Dowcipy o blogerkach kulinarnych i tym, co gotują, a co jedzą naprawdę, względnie czy jedzą zimne posiłki, słyszę i czytam regularnie. Ba, wystarczy, że podniosę się, żeby zrobić zdjęcie w restauracji, zaraz część znajomych zaczyna sobie robić podśmiechujki. No i niech robią, mnie to nie przeszkadza. Ale postanowiłam trochę odbrązowić mit blogerek kulinarnych, co to zawsze w wykrochmalonym fartuszku, trzydaniowy obiad, deserek i tak dalej. Staram się publikować 2 wpisy kulinarne tygodniowo, do tego tygodniowe menu obiadowe, ale to nie znaczy, że u mnie codziennie jest co innego.

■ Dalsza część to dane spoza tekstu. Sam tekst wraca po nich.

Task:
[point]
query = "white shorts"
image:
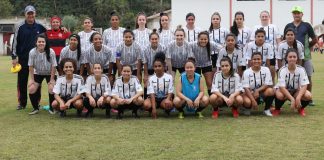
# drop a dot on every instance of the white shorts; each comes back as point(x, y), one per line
point(308, 65)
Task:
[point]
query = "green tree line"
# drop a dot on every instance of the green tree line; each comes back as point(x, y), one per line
point(98, 10)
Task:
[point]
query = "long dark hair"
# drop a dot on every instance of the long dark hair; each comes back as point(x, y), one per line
point(295, 42)
point(64, 60)
point(161, 15)
point(211, 24)
point(208, 43)
point(47, 46)
point(78, 45)
point(227, 59)
point(140, 14)
point(231, 35)
point(234, 28)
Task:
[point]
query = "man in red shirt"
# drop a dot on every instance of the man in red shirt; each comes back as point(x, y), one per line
point(57, 36)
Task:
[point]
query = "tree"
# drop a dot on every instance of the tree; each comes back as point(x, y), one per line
point(6, 8)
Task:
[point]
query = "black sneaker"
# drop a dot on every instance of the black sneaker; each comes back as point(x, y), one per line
point(34, 111)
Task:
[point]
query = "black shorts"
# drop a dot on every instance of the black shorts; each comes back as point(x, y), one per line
point(179, 69)
point(214, 60)
point(203, 70)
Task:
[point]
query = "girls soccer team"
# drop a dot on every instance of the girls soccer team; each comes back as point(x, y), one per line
point(223, 58)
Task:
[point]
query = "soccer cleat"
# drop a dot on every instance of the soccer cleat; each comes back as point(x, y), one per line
point(34, 111)
point(276, 112)
point(180, 116)
point(267, 113)
point(301, 112)
point(235, 113)
point(215, 114)
point(200, 115)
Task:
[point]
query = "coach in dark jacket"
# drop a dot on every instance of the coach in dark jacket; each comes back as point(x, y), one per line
point(24, 41)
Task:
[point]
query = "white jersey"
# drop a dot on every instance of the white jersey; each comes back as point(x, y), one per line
point(243, 38)
point(266, 51)
point(126, 90)
point(236, 56)
point(112, 38)
point(85, 39)
point(68, 53)
point(192, 34)
point(255, 79)
point(292, 81)
point(226, 86)
point(142, 37)
point(166, 36)
point(103, 57)
point(98, 89)
point(149, 54)
point(201, 55)
point(218, 36)
point(68, 89)
point(129, 55)
point(178, 54)
point(283, 47)
point(160, 86)
point(272, 33)
point(40, 63)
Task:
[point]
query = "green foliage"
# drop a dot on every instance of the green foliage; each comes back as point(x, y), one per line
point(6, 8)
point(98, 10)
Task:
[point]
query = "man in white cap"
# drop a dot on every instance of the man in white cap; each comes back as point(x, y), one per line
point(24, 41)
point(304, 31)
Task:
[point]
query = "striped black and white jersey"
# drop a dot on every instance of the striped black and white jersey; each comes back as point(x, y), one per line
point(218, 36)
point(126, 90)
point(160, 86)
point(236, 56)
point(142, 37)
point(283, 47)
point(98, 89)
point(103, 57)
point(266, 50)
point(178, 54)
point(166, 36)
point(149, 54)
point(129, 55)
point(112, 38)
point(85, 39)
point(201, 55)
point(63, 88)
point(226, 86)
point(272, 33)
point(192, 34)
point(39, 62)
point(292, 81)
point(243, 38)
point(68, 53)
point(255, 79)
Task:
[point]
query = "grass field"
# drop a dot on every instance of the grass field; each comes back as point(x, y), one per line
point(45, 136)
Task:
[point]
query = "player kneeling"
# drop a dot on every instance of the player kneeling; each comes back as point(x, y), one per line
point(292, 82)
point(67, 89)
point(257, 82)
point(98, 91)
point(226, 89)
point(190, 91)
point(127, 93)
point(160, 87)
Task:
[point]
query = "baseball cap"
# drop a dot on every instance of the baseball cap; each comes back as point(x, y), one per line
point(297, 9)
point(30, 8)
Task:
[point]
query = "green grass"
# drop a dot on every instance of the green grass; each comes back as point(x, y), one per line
point(45, 136)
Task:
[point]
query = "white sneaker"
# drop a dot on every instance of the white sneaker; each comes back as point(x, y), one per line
point(34, 111)
point(267, 113)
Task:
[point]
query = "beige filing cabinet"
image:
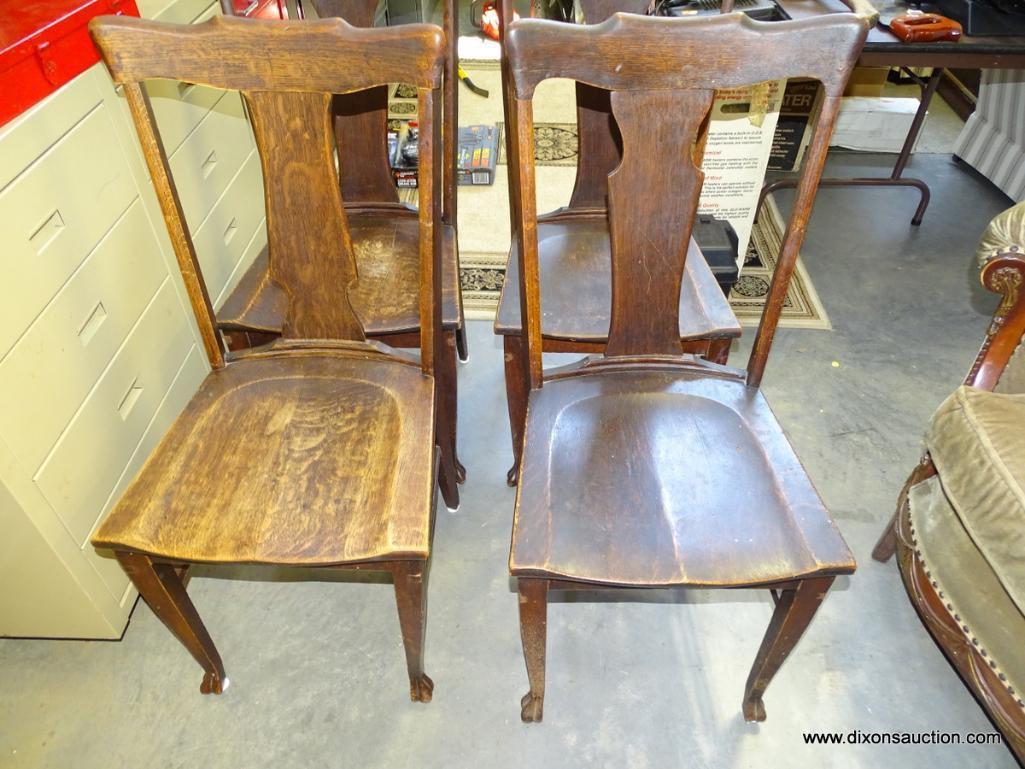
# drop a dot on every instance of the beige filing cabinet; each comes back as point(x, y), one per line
point(98, 352)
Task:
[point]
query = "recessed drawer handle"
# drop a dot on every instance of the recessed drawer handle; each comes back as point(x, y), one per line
point(209, 163)
point(233, 228)
point(92, 323)
point(130, 399)
point(44, 234)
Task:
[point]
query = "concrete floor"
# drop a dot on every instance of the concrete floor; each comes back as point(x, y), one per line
point(318, 676)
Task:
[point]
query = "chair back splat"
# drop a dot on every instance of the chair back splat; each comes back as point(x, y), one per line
point(289, 88)
point(661, 75)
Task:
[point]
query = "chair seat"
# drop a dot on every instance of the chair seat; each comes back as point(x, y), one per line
point(310, 458)
point(386, 294)
point(663, 477)
point(576, 287)
point(978, 446)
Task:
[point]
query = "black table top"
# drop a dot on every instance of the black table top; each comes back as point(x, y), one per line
point(882, 46)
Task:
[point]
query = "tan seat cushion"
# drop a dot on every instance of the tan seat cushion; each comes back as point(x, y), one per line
point(977, 441)
point(970, 589)
point(1005, 233)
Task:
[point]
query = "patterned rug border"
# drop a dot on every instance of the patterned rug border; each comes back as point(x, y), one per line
point(548, 150)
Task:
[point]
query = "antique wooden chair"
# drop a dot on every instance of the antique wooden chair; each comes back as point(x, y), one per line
point(648, 467)
point(574, 244)
point(383, 233)
point(318, 449)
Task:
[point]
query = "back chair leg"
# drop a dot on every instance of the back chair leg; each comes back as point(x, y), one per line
point(460, 342)
point(794, 610)
point(162, 588)
point(533, 632)
point(411, 596)
point(451, 402)
point(887, 544)
point(516, 397)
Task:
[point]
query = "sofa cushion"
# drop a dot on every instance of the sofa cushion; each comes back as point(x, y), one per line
point(977, 442)
point(1005, 233)
point(967, 584)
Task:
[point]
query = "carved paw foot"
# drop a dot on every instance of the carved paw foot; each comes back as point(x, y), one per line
point(212, 684)
point(421, 689)
point(532, 707)
point(754, 710)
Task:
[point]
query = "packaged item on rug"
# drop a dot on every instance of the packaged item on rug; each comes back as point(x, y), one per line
point(478, 155)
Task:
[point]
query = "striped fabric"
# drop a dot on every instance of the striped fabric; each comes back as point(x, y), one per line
point(993, 139)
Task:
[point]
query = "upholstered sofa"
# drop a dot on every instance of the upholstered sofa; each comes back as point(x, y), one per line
point(959, 527)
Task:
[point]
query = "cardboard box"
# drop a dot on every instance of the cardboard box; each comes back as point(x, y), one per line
point(478, 155)
point(873, 124)
point(866, 81)
point(403, 150)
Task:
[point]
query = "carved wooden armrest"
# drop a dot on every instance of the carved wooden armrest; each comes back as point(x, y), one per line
point(1002, 274)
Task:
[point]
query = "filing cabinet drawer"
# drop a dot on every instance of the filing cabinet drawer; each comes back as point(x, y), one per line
point(56, 362)
point(179, 107)
point(51, 216)
point(187, 381)
point(210, 157)
point(80, 474)
point(227, 232)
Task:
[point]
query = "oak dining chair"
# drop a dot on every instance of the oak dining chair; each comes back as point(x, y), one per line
point(383, 233)
point(319, 449)
point(646, 467)
point(574, 243)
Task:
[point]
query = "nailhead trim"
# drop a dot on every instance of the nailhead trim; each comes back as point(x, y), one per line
point(949, 606)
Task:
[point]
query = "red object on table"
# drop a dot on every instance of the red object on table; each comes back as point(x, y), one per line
point(925, 28)
point(44, 44)
point(260, 8)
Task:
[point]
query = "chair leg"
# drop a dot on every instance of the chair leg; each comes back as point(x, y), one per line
point(719, 351)
point(533, 633)
point(448, 478)
point(887, 544)
point(460, 343)
point(792, 615)
point(162, 588)
point(516, 397)
point(449, 395)
point(411, 597)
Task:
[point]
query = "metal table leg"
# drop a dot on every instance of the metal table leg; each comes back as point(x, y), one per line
point(896, 177)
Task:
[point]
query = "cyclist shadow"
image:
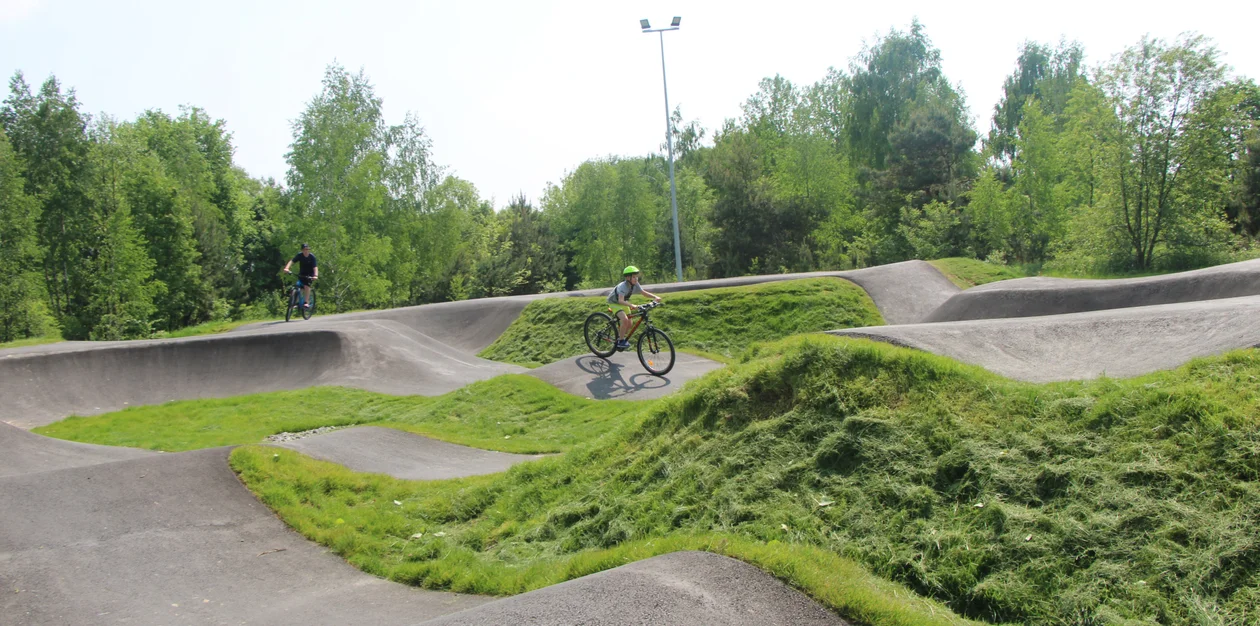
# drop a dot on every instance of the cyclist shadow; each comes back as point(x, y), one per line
point(609, 381)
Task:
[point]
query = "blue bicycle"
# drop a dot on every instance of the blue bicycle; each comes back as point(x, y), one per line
point(299, 302)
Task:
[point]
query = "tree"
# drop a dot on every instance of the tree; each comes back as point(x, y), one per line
point(1154, 88)
point(337, 165)
point(1042, 76)
point(888, 79)
point(121, 301)
point(48, 132)
point(23, 313)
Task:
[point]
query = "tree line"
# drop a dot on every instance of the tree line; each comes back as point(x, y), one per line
point(1149, 161)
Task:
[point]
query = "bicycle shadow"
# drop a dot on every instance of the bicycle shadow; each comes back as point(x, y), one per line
point(609, 381)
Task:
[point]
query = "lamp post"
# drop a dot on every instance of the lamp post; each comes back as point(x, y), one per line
point(669, 137)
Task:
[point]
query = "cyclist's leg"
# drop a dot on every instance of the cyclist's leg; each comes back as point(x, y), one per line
point(624, 316)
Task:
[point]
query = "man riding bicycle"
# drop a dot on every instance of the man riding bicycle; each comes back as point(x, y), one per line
point(308, 271)
point(620, 296)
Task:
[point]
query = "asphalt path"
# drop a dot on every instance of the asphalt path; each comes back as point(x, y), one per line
point(177, 539)
point(1116, 343)
point(91, 534)
point(1038, 296)
point(402, 455)
point(683, 588)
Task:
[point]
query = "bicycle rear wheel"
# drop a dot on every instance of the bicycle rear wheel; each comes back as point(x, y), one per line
point(657, 352)
point(309, 310)
point(601, 334)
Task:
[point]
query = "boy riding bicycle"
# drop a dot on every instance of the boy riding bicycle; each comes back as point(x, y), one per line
point(308, 271)
point(620, 297)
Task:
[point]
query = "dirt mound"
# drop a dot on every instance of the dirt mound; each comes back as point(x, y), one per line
point(621, 375)
point(29, 454)
point(173, 539)
point(1116, 343)
point(1026, 297)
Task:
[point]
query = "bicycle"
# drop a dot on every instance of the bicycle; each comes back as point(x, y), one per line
point(601, 338)
point(295, 301)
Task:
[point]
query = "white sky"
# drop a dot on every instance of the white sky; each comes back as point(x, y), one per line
point(517, 93)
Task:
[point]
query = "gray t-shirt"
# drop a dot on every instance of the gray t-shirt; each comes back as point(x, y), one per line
point(625, 289)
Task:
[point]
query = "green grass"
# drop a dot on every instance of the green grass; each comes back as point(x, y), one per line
point(718, 323)
point(510, 413)
point(209, 328)
point(1106, 501)
point(969, 272)
point(34, 340)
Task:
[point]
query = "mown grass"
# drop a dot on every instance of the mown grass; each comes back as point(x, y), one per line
point(34, 340)
point(510, 413)
point(1106, 501)
point(718, 323)
point(969, 272)
point(209, 328)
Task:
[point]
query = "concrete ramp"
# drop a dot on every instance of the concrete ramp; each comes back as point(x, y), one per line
point(1116, 343)
point(1026, 297)
point(683, 588)
point(621, 375)
point(177, 539)
point(42, 387)
point(24, 452)
point(402, 455)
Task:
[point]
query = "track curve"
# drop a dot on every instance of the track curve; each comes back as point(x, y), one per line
point(1037, 296)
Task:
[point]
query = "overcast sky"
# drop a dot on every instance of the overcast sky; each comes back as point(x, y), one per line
point(517, 93)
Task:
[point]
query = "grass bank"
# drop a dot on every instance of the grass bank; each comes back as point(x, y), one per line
point(969, 272)
point(510, 413)
point(1108, 501)
point(718, 323)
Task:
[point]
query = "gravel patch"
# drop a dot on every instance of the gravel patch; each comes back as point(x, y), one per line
point(280, 437)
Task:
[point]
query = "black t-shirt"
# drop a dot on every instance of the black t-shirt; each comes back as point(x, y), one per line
point(306, 262)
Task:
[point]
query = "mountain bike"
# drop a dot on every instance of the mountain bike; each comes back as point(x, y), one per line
point(655, 349)
point(295, 301)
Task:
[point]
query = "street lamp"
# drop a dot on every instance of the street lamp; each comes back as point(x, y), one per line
point(669, 137)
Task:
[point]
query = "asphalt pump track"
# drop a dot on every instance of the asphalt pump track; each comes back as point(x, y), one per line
point(92, 534)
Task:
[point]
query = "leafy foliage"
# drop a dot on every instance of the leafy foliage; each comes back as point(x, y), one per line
point(720, 323)
point(1079, 503)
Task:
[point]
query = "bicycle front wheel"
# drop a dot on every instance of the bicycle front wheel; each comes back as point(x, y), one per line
point(309, 310)
point(657, 352)
point(601, 334)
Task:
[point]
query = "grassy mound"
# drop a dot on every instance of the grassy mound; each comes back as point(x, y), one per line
point(1109, 501)
point(969, 272)
point(718, 323)
point(510, 413)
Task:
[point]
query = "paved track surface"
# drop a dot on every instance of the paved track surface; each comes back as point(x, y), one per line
point(23, 452)
point(93, 535)
point(377, 355)
point(621, 375)
point(683, 588)
point(177, 539)
point(402, 455)
point(415, 350)
point(1023, 297)
point(1116, 343)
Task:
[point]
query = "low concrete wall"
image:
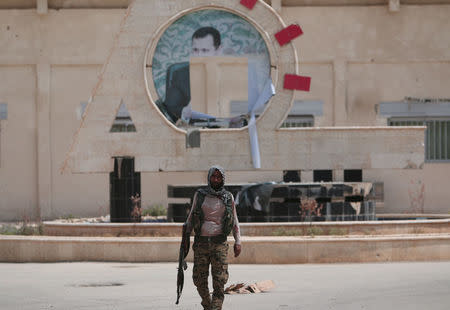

Czasem wygląda to tak, jak dziś. Zrobiłam drugi raz przepis, bo zdjęcia zeszłym razem wyszły beznadziejne, ale ponieważ trochę przeszacowałam proporcje, to musiałam przetworzyć nadmiar i teraz będziemy jeść do końca tygodnia wariację na ten sam temat.

Czasem jednak jest odwrotnie – w menu na ten dzień mam wpisane „makaron z sosem”, bo to jest szybkie danie, a wiem, że nie będzie czasu na kulinarną wirtuozerię. Jeśli naprawdę nie mam czasu, gotuję makaron i mieszam go z pesto ze słoika, ale najczęściej robię przegląd lodówki.

co jedza blogerki

Kawałek kiełbasy czy drugiej świeżości wędliny (zwykle nie dojadam pastrami, chociaż bardzo je lubię), jakaś resztka szpinaku czy rukoli, pół cukinii, pół papryki… Świetnie, będzie co dodać do sosu. Cebulę, czosnek i pomidory w puszce zawsze mam w domu, więc baza robi się sama. Resztę składników siekam, duszę, dodaję czasem trochę oliwek, kaparów, czasem skórkę od parmezanu (bardzo dodaje smaku sosom!), czasem trochę harissy, czasem sosu Worcestershire. I jest obiad. Niewyszukany, umiarkowanie fotogeniczny (i zdjęcia takie bez rozstawienia planu, tylko na blacie, który odbija wszystko!). Ale smaczny i zdrowy.